Ферма! Комнаты были так широки, так обширны во Френезе, так светлы, так уныло светлы со своими широкими амбразурами окон и лоснящимся паркетом! Вся меланхолия неба, равнин, меняющихся времен года, проникала в эти окна. О! как суровы и сухи были их маленькие белые шторы! Каким одиноким чувствовал я себя в этой неприветливой обстановке! Мебель была тяжеловесная, угрюмая, украшенная львиными головами со знаками зодиака и атрибутами стиля Империи… Я всегда натыкался на углы мебели, и ее холодное прикосновение причиняло боль. И не любил я также тяжелых стульев красного дерева, точно припавших на корточки у портьер… А эти портьеры! они так блестели и были словно замороженные со своими орлами и золотыми лаврами на малиновом или оливковом фоне. Навощенный паркет в форме розеток или ромбов походил на зеркало, атласистый при касании и скользкий при ходьбе. А большие залы во Френезе! Я дрожал в них от холода даже в разгар лета. А верхушки деревьев парка, постоянно колеблющиеся сквозь стекла фрамуги, — какую тоску наводили они на мою детскую душу!
И насколько я предпочитал холодной пышности этих огромных пустых комнат молочную ферму, — где складываются кучками подстилки, — пыльный и ароматный мрак риги и духоту стойл, где так хорошо пахнет коровами!
Особенно любил молочную ферму! В жаркие июльские дни, когда запах свернувшегося молока кажется таким свежим и кисловатым и слегка прокисшие сливки бродят на сквозняки открытых окон, с какою странной и мощной радостью вдыхал я все это! И красные руки экономки на вздувшихся сосках коров, тяжелое падение кала в солому, поспешные поиски в укромных местечках яиц, находимых иногда в уголках решетин, — наше появление украдкой на цыпочках в пустынных стойлах и наши безумные игры в прятки, мои прыжки через бревна риги с детьми фермера!
Да, я предпочитал все это угрюмым дням в замке, часам занятия в библиотеке с глазу на глаз с аббатом и даже мгновениям беседы с моей матерью, всегда лежащей в своем кресле, когда я ходил к ней по утрам и по вечерам здороваться и прощаться!
Комната моей матери! Она всегда была убрана белой сиренью и в ней всегда топили, даже в середине лета, и пахло эфиром, креозотом и еще каким-то запахом, от которого у меня уже на пороге сжималось сердце.

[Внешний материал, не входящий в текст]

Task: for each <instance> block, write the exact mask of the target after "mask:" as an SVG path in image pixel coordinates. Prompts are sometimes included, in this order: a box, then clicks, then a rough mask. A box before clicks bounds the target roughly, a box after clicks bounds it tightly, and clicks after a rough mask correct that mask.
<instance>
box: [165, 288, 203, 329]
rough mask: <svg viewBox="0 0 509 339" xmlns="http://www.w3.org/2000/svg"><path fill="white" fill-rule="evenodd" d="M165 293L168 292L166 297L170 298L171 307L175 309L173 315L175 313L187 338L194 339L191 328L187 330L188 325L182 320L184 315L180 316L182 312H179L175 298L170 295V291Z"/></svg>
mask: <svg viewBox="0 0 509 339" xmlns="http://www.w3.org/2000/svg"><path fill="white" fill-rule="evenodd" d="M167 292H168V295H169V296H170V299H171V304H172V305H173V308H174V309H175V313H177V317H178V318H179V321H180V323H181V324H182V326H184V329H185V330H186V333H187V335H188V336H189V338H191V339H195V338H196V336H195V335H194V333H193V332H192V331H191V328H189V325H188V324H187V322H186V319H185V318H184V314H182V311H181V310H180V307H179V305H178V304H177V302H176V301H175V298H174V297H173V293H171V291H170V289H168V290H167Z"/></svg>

Моя мать! Как сейчас вижу ее длинные руки, отягощенные кольцами, совершенно прозрачные, — выхоленные руки с синими жилками под тонкой кожей; они были нежны, ласковы, благоуханны; медленно перебирали мои волосы, поправляли мне галстучек, затем подымались к моим губам и подставлялись дня поцелуя.
Бледные, медлительные руки молодой обреченной женщины, — нежные и хрупкие, пропитанные самыми тонкими ароматами. И все-таки я боялся их прикосновений. Ах! насколько я больше любил потные руки детей фермера! От них так и несло здоровьем и силой; и это утраченное здоровье, этот запах цветущей пшеницы и мокрой травы преследуют меня до сих пор — это они вызвали в моей памяти призрак Жана Дестре!
29 марта 1899 г. — Жан Дестре!
На его обязанности лежали полевые работы. В осенние вечера, когда борозды дымились в тумане и усталые лошади медленно возвращались с полей, я ускользал из замка, бежал сломя голову к опушке рощи и с бьющимся сердцем поджидал возвращения лошадей на ферму. В особенности же я ожидал его возвращения. Он был такой веселый, так шутил с нами, малышами! Его веселость оживляла всю ферму. — С тех пор, как он вернулся из полка, словно сам воздух переменился в округе.